Isolamento total na França
A rotina de trabalho era de 12 horas diárias, fazendo experimentos e análise a partir das 9h da manhã até às 21h. Quando ia para casa, pegava dois trens de metrô e um ônibus. E foi quebrada com a chegada do Covid-19 à Europa.
“Aqui está uma loucura mesmo. Teoricamente atingiremos o pico das infecções nas próximas semanas. Nosso confinamento dura, por enquanto, um mês. Por enquanto vai até dia 15 de abril. Não é fácil o confinamento total, temos autorização apenas para uma hora de atividade diária fora de casa, saídas para ir ao supermercado, farmácia e padaria. Tudo isso munido de documento pessoal e um documento expedido pelo próprio governo francês onde deve obrigatoriamente constar a data, endereço e hora de saída”, conta.
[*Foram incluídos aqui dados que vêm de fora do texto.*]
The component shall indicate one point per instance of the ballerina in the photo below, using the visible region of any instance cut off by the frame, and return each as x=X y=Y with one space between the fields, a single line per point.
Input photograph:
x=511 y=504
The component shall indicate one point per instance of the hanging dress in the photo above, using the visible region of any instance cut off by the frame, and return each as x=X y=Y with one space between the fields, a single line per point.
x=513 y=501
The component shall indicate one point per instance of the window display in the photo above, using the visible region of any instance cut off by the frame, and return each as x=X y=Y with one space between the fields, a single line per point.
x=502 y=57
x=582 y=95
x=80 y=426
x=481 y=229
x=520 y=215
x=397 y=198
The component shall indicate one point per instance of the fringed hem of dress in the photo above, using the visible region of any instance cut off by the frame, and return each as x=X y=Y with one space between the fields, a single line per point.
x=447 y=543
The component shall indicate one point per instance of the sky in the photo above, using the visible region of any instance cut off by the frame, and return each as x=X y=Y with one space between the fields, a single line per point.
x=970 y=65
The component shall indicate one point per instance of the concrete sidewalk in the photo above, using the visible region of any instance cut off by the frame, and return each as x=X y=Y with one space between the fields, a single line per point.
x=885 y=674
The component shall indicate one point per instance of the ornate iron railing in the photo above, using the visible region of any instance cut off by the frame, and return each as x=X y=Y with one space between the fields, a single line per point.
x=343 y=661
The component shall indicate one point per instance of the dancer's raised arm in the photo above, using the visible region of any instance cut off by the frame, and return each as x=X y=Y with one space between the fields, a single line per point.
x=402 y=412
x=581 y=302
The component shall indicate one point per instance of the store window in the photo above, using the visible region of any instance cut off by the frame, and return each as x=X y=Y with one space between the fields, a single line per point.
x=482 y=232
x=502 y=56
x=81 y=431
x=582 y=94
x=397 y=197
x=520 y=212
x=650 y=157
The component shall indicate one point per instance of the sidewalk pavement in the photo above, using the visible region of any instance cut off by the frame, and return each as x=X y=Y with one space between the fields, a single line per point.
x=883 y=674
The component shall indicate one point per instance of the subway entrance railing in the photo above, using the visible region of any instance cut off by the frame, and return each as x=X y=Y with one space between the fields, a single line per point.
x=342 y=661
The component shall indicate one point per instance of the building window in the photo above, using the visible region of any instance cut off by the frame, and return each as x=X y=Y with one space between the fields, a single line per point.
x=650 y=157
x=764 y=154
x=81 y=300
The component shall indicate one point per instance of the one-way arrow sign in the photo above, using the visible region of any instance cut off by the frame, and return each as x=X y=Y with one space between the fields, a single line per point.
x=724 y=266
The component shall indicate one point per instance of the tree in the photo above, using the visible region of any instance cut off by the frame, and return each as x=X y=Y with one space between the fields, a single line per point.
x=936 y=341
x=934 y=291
Renato continua trabalhando, mesmo que fora dos laboratórios do instituto. “Muita coisa consigo fazer a partir de casa, tenho muitos registros eletroencefalográficos para analisar e isso me dá alguns meses de trabalho garantido. Também tenho trabalhado em um artigo de revisão com o laboratório daqui sobre a função das regiões corticais durante o sono REM (sono dos sonhos) e sua relação com os processos de formação e armazenamento de memória”, conta.
“Não é fácil o confinamento total, temos autorização apenas para uma hora de atividade diária fora de casa, saídas para ir ao supermercado, farmácia e padaria. Tudo isso munido de documento pessoal e um documento expedido pelo próprio governo francês onde deve obrigatoriamente constar a data, endereço e hora de saída”
Medo sim, mas o otimismo brasileiro também
O medo passou a estar presente na vida do casal brasileiro numa França que já teve mais de 6,5 mil mortos devido a Covid-19. Um medo que vai muito além do contágio, que avança pelo mundo que irá surgir após a pandemia. “Estamos morrendo de medo. Obviamente temos medo de sermos infectados, mas temos mais medo do curso que essa infecção vai trazer para o mundo. É um fenômeno seríssimo”, alerta Renato Maciel.
Nada que abata o otimismo do pesquisador que atravessou um país continental como o Brasil e cruzou um oceano para fazer ciência no velho continente. “Esta situação toda está como surfar, nunca fiz isso, mas gosto de assistir campeonatos. A gente fica sempre esperando a crista da onda para chegar mais perto do fim e soltar um respiro mais suave”, compara.